Il ne s’agit pas cependant de tomber dans l’excès inverse : le « bio-centrisme » qui risque de réduire à néant la spécificité de l’être humain créé à l’image de Dieu ainsi que la vocation qui en découle. « On ne peut pas exiger de l’être humain un engagement respectueux envers le monde si on ne reconnaît pas et ne valorise pas en même temps ses capacités particulières de connaissance, de volonté, de liberté et de responsabilité. » Le pape opte donc pour une troisième voie de « réciprocité responsable entre l’être humain et la nature », qui se déploie entre l’intendant et le liturge. D’un côté, l’« administrateur responsable » chargé de « cultiver et garder » le jardin de la création (Gn 2,15). De l’autre, l’être eucharistique qui « embrasse le monde à un niveau différent », œuvre à « unir » la création avec le Créateur, à célébrer les « saintes noces » de la terre avec le ciel.

Impulsion et dialogue
Sur ces différents points, François donne une impulsion forte pour un renouveau de la théologie de la création, « parent pauvre » de la pensée catholique, ainsi que l’a reconnu à Saint-Etienne le cardinal Barbarin, archevêque de Lyon. Pour contribuer de manière féconde au changement de paradigme requis, ce chantier devra obéir à deux conditions. D’abord, être ouvert et dynamique, c’est-à-dire - ainsi que le souhaite le pape - en dialogue et synergie avec les autres traditions de sagesse, la science et les écologistes. Ensuite, s’incarner dans une « attitude du cœur » pleine de gratitude et d’« attention sereine », « un style de vie prophétique et contemplatif » permettant de passer de l’avidité à la sobriété, dans la conscience que l’« on peut vivre intensément avec peu » et que le bonheur « requiert de savoir limiter certains besoins qui nous abrutissent, en nous rendant ainsi disponibles aux multiples possibilités qu’offre la vie ».

[1] Michel Maxime Egger est l'auteur de plusieurs ouvrages traitant de l’homme et l’environnement, dont Soigner l’esprit, guérir la Terre (voir choisir n° 669, septembre 2015, p. 41). (n.d.l.r.)

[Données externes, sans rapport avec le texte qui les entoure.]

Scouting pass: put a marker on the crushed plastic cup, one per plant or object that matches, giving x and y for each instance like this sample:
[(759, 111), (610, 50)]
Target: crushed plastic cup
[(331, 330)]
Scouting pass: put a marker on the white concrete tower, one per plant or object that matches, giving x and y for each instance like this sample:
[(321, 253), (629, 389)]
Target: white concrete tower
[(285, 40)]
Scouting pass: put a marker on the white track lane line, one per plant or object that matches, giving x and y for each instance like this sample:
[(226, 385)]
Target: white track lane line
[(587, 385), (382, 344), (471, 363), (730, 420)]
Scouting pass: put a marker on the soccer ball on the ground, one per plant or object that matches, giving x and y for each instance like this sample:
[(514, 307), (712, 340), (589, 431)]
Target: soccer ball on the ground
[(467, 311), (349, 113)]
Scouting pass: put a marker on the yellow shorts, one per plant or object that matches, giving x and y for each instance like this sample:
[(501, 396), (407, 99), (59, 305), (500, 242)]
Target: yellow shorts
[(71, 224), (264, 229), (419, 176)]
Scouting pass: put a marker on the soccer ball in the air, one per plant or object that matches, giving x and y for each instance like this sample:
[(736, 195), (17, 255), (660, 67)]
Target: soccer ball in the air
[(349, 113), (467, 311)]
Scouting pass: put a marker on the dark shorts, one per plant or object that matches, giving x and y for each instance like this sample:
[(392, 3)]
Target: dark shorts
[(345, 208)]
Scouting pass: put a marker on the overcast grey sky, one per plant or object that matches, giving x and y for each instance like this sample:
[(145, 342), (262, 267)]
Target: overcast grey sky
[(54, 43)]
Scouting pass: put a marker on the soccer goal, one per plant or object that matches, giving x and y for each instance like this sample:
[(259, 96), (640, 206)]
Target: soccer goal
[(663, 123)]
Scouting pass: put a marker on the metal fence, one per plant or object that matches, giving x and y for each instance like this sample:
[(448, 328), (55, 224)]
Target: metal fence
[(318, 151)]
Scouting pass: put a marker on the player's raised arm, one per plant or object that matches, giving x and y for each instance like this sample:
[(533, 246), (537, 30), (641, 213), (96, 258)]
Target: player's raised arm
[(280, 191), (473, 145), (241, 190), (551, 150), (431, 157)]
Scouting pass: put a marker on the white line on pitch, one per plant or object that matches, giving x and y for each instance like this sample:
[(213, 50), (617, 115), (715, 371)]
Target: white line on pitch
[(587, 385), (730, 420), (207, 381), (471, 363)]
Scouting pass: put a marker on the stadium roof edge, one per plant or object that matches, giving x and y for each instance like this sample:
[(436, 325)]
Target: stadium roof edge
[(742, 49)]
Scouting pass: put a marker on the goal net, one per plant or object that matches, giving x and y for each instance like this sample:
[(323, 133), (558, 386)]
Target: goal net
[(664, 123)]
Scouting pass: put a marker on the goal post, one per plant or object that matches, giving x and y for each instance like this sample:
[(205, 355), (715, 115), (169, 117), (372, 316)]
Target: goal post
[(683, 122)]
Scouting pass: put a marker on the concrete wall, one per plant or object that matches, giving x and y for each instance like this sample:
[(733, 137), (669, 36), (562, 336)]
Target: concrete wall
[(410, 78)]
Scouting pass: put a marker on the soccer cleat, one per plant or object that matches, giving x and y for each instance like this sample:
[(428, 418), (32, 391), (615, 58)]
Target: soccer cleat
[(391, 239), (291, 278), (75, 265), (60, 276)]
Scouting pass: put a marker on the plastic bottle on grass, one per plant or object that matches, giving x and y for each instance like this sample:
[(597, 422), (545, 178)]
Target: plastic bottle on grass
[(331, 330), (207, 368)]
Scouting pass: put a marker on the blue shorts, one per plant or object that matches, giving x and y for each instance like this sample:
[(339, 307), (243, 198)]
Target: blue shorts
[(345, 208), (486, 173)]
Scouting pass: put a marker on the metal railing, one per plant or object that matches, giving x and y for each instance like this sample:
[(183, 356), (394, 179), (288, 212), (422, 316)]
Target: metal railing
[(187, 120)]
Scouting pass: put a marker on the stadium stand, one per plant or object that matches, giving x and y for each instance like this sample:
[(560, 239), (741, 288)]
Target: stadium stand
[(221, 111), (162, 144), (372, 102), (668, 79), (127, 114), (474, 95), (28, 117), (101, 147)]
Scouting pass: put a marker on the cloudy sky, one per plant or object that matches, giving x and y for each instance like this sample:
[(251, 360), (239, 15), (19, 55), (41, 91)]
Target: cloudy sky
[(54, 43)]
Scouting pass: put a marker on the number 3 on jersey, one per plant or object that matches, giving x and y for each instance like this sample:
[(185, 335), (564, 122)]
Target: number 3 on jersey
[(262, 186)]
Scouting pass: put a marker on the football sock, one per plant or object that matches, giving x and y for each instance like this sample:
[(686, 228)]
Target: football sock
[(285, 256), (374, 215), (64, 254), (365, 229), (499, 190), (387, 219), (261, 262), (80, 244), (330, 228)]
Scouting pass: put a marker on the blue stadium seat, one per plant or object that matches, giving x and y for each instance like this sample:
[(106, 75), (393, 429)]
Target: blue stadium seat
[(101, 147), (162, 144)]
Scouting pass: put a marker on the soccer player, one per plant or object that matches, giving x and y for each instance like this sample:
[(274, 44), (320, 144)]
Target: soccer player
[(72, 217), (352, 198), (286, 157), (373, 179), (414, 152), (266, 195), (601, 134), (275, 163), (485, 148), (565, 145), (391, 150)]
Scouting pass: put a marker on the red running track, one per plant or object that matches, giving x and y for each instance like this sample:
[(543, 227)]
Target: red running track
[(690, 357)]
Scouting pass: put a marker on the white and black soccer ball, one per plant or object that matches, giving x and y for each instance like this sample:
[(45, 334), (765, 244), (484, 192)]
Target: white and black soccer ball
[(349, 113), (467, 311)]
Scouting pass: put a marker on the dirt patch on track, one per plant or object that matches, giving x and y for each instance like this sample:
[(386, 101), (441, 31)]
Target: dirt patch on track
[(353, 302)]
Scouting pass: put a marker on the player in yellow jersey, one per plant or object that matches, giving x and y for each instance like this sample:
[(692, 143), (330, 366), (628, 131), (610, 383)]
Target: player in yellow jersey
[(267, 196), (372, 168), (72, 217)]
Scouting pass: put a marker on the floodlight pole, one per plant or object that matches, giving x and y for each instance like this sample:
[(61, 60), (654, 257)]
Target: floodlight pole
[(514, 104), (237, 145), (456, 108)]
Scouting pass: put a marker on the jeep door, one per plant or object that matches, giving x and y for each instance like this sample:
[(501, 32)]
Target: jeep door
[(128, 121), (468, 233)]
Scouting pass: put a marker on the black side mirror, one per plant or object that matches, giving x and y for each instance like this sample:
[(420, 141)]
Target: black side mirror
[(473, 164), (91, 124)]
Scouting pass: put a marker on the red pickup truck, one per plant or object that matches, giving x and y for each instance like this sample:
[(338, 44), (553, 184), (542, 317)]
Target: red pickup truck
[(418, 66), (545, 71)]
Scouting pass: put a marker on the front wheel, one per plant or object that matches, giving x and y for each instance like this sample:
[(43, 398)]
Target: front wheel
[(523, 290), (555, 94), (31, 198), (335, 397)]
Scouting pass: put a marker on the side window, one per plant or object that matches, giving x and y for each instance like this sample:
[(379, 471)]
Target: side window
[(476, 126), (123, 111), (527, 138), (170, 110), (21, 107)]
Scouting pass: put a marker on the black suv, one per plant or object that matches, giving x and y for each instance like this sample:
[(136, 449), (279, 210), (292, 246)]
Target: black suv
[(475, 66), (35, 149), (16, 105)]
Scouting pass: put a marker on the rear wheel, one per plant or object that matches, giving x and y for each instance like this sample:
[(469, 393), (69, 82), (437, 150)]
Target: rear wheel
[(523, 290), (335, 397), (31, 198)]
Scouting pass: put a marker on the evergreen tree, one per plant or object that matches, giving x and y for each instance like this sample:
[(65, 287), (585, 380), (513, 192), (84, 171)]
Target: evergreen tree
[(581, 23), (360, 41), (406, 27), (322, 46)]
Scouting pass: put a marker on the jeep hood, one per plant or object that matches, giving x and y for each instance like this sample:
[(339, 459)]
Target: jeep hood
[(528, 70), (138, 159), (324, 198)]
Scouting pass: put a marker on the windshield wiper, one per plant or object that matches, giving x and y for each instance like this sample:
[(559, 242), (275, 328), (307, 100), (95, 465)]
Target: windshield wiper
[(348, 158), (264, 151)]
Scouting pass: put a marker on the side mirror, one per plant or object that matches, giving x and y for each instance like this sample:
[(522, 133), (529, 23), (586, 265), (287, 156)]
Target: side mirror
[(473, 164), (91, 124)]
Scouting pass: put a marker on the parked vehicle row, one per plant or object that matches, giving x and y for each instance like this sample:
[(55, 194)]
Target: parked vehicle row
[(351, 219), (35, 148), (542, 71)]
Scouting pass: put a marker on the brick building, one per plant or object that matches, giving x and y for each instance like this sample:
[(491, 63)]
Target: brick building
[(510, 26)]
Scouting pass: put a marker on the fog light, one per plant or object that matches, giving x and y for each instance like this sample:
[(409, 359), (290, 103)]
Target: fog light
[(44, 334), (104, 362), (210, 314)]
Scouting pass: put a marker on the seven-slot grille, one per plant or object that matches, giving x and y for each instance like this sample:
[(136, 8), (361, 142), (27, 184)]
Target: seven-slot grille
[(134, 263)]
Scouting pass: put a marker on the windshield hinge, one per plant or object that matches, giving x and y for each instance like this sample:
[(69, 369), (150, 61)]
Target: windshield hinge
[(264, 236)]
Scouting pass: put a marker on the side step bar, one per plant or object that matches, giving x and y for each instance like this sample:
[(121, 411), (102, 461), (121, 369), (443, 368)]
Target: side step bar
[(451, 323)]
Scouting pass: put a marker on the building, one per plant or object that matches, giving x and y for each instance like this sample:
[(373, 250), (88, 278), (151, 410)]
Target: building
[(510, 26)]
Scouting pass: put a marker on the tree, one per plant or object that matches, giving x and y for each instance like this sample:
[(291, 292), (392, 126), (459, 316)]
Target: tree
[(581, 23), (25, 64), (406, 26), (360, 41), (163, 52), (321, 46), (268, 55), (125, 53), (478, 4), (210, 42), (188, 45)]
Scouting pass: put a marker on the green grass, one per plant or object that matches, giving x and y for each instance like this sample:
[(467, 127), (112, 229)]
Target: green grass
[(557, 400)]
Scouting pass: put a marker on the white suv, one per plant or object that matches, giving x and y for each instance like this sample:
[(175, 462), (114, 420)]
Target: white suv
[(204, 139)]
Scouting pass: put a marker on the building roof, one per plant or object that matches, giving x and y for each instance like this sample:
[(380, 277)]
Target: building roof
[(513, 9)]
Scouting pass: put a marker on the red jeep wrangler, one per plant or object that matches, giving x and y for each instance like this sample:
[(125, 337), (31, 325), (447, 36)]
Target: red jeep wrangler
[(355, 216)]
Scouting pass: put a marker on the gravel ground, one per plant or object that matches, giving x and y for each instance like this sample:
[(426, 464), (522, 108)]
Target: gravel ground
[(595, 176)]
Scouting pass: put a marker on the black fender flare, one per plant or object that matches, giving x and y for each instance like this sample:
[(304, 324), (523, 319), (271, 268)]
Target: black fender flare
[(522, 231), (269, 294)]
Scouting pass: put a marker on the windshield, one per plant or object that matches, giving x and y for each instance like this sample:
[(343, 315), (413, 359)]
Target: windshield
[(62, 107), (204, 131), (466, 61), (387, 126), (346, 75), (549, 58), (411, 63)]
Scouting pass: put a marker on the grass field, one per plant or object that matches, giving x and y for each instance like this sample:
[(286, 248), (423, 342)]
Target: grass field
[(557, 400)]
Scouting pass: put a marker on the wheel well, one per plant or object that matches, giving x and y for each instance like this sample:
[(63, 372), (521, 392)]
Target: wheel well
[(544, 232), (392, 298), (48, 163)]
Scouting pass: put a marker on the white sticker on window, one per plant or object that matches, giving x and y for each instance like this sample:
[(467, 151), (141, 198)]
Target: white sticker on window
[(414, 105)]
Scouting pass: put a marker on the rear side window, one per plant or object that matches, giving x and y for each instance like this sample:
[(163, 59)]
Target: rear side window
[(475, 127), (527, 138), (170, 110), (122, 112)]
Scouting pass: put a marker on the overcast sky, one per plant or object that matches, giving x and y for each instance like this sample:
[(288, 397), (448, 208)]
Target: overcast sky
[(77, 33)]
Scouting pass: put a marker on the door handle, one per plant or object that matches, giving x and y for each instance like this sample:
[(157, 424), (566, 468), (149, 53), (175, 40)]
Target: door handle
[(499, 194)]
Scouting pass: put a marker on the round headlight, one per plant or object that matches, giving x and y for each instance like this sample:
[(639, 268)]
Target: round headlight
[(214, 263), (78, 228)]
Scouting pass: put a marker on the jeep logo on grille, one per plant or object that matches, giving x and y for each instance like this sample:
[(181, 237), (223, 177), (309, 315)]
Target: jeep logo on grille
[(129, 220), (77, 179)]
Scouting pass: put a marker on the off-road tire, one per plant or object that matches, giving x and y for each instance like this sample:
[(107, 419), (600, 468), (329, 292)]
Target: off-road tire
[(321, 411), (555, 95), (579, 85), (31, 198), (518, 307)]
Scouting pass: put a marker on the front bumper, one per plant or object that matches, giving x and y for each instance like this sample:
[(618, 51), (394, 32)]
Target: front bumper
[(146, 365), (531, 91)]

[2] Voir l’article de Stefan Salzmann, aux pp. 21-23 de ce numéro. (n.d.l.r.)
[3] C’est aussi une vision d’Ignace de Loyola qui, dans sa « Contemplation pour obtenir l’amour » des Exercices, invite les retraitants à voir toute la création et l’histoire comme un don de Dieu, une œuvre de Dieu, une présence de Dieu et une participation à Dieu. (n.d.l.r.)